My neighbor Mike and his wife decided after 26 years to head back to Texas and that the ShopSmith would not be making the trip. Code for f I wanted it and all the accessories, including the ShopSmith dust collector vac, just cough up $300. Mike bought ShopSmith's 50th anniversary model new in 2003, making 1953 the year the first ShopSmith rolled off the assembly line, and the same year I rolled out of the maternity ward as a newborn.
























Anyway, despite ShopSmith's shape-shifting marvels, the motor setting on this one never left saw speed because as Mike explains it he only used it as a table saw for cutting stock. So the machine never knew its other multiple personalties. All the lathe chisels, drill chuck, brad point bits, 12" sanding disk, etc., still packaged and sitting unused for 17 years.
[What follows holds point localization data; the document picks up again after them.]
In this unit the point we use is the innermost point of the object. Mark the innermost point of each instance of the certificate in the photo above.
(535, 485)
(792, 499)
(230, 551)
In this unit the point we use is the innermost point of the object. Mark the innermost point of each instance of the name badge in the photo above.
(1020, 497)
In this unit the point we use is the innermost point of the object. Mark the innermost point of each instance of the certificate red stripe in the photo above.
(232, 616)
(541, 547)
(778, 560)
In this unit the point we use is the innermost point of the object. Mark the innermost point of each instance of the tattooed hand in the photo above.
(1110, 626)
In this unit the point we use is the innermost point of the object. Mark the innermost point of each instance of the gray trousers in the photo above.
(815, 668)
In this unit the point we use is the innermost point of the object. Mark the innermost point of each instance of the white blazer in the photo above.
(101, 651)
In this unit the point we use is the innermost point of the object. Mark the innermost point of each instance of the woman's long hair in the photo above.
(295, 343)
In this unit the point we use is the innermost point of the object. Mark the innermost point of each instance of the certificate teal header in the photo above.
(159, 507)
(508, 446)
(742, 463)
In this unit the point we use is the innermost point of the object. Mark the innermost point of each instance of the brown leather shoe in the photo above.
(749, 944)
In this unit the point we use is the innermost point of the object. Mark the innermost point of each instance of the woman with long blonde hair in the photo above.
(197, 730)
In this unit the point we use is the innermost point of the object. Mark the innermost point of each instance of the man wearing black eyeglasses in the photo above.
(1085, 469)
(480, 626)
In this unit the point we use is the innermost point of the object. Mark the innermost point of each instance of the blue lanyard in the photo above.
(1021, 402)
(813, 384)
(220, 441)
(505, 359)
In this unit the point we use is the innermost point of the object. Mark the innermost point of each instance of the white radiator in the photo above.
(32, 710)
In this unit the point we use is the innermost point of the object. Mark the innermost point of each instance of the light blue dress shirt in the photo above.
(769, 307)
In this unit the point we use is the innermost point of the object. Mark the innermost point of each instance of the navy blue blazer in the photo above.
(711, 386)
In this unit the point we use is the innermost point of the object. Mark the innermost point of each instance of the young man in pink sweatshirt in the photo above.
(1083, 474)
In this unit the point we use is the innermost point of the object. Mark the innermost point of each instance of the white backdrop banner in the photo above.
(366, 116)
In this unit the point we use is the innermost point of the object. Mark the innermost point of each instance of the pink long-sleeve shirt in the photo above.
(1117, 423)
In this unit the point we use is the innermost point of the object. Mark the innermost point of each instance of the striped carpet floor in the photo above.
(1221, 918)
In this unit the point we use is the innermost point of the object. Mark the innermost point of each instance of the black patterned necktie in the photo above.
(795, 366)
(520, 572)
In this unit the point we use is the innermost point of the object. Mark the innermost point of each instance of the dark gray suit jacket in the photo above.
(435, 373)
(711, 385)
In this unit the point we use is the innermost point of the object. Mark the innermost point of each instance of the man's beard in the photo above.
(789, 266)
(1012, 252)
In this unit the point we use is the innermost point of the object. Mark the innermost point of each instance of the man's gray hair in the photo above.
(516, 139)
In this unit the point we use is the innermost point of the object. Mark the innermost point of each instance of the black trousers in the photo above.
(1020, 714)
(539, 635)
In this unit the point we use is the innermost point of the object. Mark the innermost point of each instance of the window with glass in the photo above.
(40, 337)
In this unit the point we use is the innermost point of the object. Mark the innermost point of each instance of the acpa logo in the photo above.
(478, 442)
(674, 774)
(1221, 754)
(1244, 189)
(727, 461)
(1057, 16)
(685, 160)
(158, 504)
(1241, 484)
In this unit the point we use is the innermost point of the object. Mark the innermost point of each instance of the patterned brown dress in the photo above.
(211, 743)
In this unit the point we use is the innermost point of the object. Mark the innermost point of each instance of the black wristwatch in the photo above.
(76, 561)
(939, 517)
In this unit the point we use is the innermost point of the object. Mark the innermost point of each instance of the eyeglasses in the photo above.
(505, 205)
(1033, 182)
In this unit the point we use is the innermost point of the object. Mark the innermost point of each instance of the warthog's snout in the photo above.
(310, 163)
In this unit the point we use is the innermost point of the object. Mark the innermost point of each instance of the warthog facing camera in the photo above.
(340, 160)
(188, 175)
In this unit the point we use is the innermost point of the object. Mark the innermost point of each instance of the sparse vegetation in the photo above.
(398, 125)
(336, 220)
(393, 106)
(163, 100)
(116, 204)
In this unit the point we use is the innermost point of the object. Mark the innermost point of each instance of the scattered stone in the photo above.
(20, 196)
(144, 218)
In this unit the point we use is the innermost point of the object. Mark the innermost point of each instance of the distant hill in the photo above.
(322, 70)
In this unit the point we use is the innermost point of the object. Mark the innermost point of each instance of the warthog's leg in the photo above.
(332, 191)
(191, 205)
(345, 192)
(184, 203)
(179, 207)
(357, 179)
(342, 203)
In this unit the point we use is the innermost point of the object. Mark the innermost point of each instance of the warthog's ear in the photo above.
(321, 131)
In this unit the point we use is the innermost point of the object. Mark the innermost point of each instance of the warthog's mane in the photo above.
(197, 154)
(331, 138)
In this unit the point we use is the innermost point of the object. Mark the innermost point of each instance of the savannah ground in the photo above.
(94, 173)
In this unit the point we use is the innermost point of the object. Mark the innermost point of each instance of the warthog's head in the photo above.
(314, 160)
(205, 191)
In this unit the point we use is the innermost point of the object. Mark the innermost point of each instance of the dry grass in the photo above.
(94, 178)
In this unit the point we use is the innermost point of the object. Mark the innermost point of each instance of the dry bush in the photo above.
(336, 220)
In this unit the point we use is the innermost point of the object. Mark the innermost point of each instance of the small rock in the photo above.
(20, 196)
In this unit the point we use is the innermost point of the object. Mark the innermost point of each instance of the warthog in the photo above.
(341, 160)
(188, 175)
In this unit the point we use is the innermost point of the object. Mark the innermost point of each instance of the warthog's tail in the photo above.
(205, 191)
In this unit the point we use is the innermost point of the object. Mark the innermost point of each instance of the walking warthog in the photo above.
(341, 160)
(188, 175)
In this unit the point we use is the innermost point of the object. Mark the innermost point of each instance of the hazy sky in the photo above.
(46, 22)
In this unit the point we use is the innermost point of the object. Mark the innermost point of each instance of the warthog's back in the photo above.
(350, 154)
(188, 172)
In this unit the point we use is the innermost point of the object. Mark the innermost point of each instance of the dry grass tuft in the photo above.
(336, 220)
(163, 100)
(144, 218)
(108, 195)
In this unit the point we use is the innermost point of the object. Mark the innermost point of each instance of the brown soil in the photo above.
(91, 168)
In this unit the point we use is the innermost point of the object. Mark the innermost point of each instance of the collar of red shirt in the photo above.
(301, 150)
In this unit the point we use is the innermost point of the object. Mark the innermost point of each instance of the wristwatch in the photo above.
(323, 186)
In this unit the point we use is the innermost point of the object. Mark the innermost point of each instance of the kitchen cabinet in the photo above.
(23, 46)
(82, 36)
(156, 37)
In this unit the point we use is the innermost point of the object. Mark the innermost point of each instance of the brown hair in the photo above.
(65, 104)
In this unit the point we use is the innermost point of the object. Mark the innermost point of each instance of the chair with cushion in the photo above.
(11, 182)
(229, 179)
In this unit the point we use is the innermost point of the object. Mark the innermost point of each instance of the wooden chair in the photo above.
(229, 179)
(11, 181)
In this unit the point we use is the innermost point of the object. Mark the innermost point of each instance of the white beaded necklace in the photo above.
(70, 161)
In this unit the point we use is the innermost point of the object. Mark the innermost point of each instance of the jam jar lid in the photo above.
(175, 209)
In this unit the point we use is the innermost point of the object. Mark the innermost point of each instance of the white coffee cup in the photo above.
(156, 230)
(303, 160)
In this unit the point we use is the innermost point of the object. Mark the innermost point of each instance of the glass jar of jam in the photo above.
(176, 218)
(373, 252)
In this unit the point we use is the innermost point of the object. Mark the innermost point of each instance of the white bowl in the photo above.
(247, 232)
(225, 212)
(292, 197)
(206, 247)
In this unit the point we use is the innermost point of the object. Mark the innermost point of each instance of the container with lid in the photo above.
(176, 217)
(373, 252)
I'll spend some time lubing, cleaning and polishing it before getting back into some woodturning. Can't wait. Haven't done any since I was a kid. Any pointers on the best way to handle the surface rust on those skews?


----------



## RepairmanJack (Aug 4, 2013)

What a deal!


----------



## difalkner (Nov 27, 2011)

Super deal! You can probably get most of the rust off those tools when you put a bowl blank in, just let the wood rub the rust off. Otherwise I would use electrolysis to remove the rust.

David


----------



## BigJim (Sep 2, 2008)

Man did you ever luck out, now it is time to have a ball with your new tool.


----------



## Tool Agnostic (Aug 13, 2017)

Electrolysis is a good suggestion, but my current (pun intended) battery charger is too "smart" to work that way, and I gave away the old one a long time ago. (I should have kept it, darn it.) 

I use 3M ScotchBrite abrasive pads with WD-40 as a solvent, lubricant, and swarf remover. Choose the green ScotchBrite for heavy rust, gray for light rust. If using green, when you're close, switch to gray. It doesn't have to be 3M brand, any similar abrasive pad will do. See if that works before resorting to more drastic measures.


----------



## woodnthings (Jan 24, 2009)

Your question:
I'll spend some time lubing, cleaning and polishing it before getting back into some woodturning. Can't wait. Haven't done any since I was a kid. Any pointers on the best way to handle the surface rust on those skews? 

I have used Evaporust on old tools will great results. O Reillys has it as does Harbor Freight. A tall plastic bottle that will allow the length to be fully submerged will work, just don't tip it over.


----------



## Nowthatumentionit (Aug 8, 2020)

Thanks. Everyones' suggestions bolster what I had in my bag of tricks. In 1 combination or another, I'll make them work.


----------



## LilysDad (Dec 21, 2019)

soaking i vinegar will also remove rust.


----------



## RepairmanJack (Aug 4, 2013)

follow it up with some paste wax or bowling alley wax.


----------



## Quickstep (Apr 10, 2012)

The ShopSmith itself looks to be in excellent shape. Congrats on a great deal. 

I'd use a wire wheel on the rust on those gouges and then sharpen them. It's only the edge that cuts.


----------